The tide may be turning—albeit slowly—against new road construction and expansion in favor of more climate-friendly alternatives.

2 minute read

September 26, 2022, 12:00 PM PDT

By Diana Ionescu @aworkoffiction


While many transportation agencies continue to expand highways, some major cities are shifting away from building more roads, bucking decades of car-centric planning. As Jared Brey reports in Governing, a few isolated cases are raising hopes that highway expansion will no longer be the status quo.

In Denver, a new rule from the Colorado Department of Transportation requiring metro areas to measure their greenhouse gas emissions prompted the Denver Regional Council of Governments (DRCOG) to reconsider plans to expand Interstate 25, opting instead to “focus on safety and traffic flow improvements over making the road bigger.”

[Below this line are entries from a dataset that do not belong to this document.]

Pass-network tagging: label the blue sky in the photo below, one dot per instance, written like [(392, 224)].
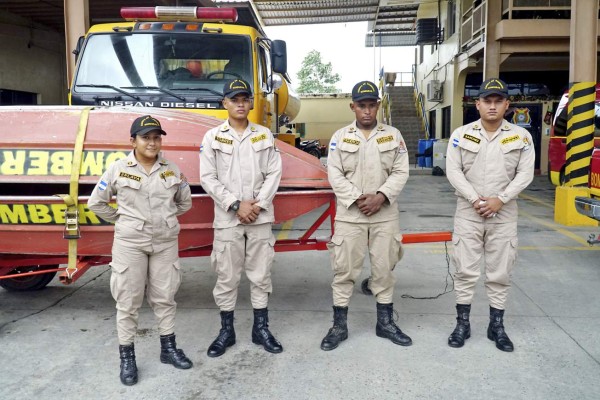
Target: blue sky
[(343, 45)]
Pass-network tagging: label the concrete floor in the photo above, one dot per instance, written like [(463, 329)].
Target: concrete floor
[(60, 342)]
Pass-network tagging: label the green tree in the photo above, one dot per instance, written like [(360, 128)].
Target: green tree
[(315, 76)]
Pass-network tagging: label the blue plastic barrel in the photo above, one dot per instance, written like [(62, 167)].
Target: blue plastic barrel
[(429, 160), (420, 150)]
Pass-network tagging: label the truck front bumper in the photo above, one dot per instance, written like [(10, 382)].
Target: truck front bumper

Another notorious project, the proposed expansion of the 710 corridor in Los Angeles—a key route from the ports of Los Angeles and Long Beach to distribution centers—was officially canceled this May after decades of activism from local communities who experienced harmful health effects. According to the article, “Community groups created their own alternative plan for the 710 freeway, which focused on clean-energy transport of goods, public transit, bicycle and pedestrian infrastructure, improvements to the L.A. River — and no new general-purpose traffic lanes.”

Unfortunately, Brey points out that Denver and L.A. are still exceptions to the rule, and billions in federal infrastructure funding are still being funneled to road expansion projects around the country. Planetizen recently highlighted the annual Highway Boondoggles report, which details some of the biggest and most wasteful highway expansion and construction projects in the nation.